Three members of Sweden’s Pirate Party were involved in an online store selling legal highs that have been linked to the deaths of fifteen people, it has been claimed.

Pirate Party in 'deadly' legal high scandal
Legal highs come in a variety of shapes and sizes. Photo: TT

Adrian Kristiansson, who set up the Hemulen site, has been questioned by police, alongside two other men linked to the Pirate Party who have not been named by the Swedish media.

Hemulen, which was one of Sweden’s biggest drug sites, has been taken offline since police started investigating the business following the deaths of more than a dozen people who had bought legal highs from the site. Legal highs contain chemical substances which are not banned, but which can produce similar effects to illegal drugs.

According to Swedish broadcaster SVT, Kristiansson was not openly involved in the Pirate Party, but the network believes he has been connected to the group since at least 2009 when he was pictured at an election night party. The other two men are understood to be 'active' in the political group.

The Pirate Party was founded in Sweden in 2006 and says its goal is to “fight for a better world, free of oppression and censorship”.

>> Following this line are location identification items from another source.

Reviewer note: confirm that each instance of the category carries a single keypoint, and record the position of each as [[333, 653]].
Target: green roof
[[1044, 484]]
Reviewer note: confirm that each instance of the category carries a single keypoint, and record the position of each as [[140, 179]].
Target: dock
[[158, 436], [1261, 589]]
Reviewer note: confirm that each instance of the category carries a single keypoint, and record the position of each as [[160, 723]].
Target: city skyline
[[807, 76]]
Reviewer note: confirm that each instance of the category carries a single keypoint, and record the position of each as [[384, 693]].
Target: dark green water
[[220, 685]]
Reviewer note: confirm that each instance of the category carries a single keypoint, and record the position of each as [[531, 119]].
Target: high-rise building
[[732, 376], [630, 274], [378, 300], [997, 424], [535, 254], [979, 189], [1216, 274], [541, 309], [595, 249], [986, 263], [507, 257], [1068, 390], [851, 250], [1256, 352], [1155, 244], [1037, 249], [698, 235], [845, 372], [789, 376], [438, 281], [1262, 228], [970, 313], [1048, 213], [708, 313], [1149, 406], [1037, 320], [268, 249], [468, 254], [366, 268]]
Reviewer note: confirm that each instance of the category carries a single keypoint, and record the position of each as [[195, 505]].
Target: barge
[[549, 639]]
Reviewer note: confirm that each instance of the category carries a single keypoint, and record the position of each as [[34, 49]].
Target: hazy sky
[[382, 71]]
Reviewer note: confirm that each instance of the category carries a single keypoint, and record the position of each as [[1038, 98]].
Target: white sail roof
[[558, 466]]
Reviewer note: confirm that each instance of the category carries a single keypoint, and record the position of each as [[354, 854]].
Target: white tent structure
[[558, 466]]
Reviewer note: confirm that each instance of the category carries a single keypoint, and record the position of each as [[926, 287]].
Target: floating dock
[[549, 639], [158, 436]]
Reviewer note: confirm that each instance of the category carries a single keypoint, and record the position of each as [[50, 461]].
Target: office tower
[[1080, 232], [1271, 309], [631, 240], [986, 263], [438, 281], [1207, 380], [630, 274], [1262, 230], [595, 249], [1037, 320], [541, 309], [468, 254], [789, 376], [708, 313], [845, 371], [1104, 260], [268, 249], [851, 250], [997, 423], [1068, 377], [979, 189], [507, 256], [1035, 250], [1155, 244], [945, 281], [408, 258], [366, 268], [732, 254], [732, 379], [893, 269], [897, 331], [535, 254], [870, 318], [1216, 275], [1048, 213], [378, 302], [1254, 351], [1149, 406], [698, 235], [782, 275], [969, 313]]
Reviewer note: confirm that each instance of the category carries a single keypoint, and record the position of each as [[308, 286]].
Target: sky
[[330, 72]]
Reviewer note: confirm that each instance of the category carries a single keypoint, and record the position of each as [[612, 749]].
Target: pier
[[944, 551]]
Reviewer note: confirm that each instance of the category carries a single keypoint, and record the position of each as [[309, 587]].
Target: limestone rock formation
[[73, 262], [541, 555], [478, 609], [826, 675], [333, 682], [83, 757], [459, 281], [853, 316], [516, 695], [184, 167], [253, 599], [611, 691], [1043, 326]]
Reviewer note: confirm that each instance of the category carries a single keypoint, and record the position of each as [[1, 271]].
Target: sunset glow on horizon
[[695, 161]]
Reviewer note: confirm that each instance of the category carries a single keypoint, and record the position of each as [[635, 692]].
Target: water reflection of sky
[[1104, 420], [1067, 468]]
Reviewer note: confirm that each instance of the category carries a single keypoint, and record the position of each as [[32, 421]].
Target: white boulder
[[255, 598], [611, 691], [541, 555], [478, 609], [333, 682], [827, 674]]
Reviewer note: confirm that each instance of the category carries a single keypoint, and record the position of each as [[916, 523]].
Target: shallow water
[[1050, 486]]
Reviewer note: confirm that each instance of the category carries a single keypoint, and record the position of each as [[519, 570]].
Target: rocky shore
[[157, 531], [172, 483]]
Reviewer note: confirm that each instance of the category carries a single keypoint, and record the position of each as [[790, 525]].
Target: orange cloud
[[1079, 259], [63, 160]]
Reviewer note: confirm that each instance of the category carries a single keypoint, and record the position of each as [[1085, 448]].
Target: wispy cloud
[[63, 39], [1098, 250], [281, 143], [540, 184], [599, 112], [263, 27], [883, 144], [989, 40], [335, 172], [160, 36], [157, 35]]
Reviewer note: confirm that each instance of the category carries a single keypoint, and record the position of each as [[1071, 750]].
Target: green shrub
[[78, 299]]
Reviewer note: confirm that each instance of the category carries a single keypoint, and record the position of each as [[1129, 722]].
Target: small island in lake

But support for the group has been waning and it scored less than one percent of the vote in Sweden’s last general election in September 2014.

It’s former leader, Anna Troberg, who stepped down in December, told SVT she wasn’t surprised by the legal high scandal, adding that she “imagined that there were people involved in this type of activity” following word-of-mouth rumours. 

Her comments were backed up by a current senior party official, Anton Nordenfur, who said: “I know there has been a rumour that a sympathiser has been active”, but insisted that it was not anybody working directly for the Pirate Party.

At its peak, Hemulen was selling up to 400 bags of drugs a day, with many of the chemicals used understood to have been imported from the UK, where legal highs have become increasingly popular over the last five years. In 2012 alone, at least 68 people died there after taking the drugs.

The president of the Pirate Party’s Youth League has previously spoken out against the drugs and told SVT that his group “deeply disagreed” with the sale of legal highs.

Kristiansson and the other two men questioned by police are understood to have been released on Tuesday.